保護者の意向は、行事後の感想収集や年2回程度設ける個別の面談などから把握するほか、定期的な第三者評価受審時の利用者調査もその機会としてし、調査結果をもとに園内で検討を行っている。職員からは上記の各会議や日常の業務内外の会話、個別の面談とそれにあたって行うアンケートを通じ、業務や運営に対する提案・要望等を把握している。市の保育所園長会や例年開かれる地区内の関係者による委員会、見学や地域子育て支援等で来園する地域の子育て家庭の声や行政・各種団体の発信物・研修等から、地域の状況や関連の政策等の情報を把握している。
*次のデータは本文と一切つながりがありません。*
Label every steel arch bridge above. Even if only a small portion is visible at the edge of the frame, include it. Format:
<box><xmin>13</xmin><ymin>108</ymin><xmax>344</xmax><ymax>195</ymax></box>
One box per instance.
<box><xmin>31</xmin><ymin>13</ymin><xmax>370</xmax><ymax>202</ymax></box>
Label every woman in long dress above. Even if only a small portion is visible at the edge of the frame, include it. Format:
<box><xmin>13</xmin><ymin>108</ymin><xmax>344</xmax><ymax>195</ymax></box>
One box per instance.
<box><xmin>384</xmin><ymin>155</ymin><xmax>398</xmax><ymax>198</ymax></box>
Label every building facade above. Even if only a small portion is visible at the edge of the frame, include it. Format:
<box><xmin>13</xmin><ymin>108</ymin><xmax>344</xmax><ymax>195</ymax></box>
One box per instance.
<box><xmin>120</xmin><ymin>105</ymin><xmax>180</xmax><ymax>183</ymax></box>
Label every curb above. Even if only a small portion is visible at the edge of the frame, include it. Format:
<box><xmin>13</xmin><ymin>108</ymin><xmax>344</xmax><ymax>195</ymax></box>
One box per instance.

保育の充実に関する中・長期計画や、年度の事業計画・予算の作成がなされている

一昨年度から5か年の中・長期計画に、保育の基盤とするモンテッソーリ教育の充実に関する毎年度の取組課題を定め、年度末にその振り返りを行っている。また年度の事業計画には、園長による中・長期計画を踏まえた前文のほか、保育や保健・安全・食事、行事及び保護者との交流、職員体制・事務管理、地域との交流など、園運営の各分野におけるの年間の方針・取組を列挙している。年度の予算は事業計画や現場の状況、前年度の実績などをもとに作成され、経営状況は系列園と連携し、業務委託先の会計事務所の支援のもとで園長・事務が管理している。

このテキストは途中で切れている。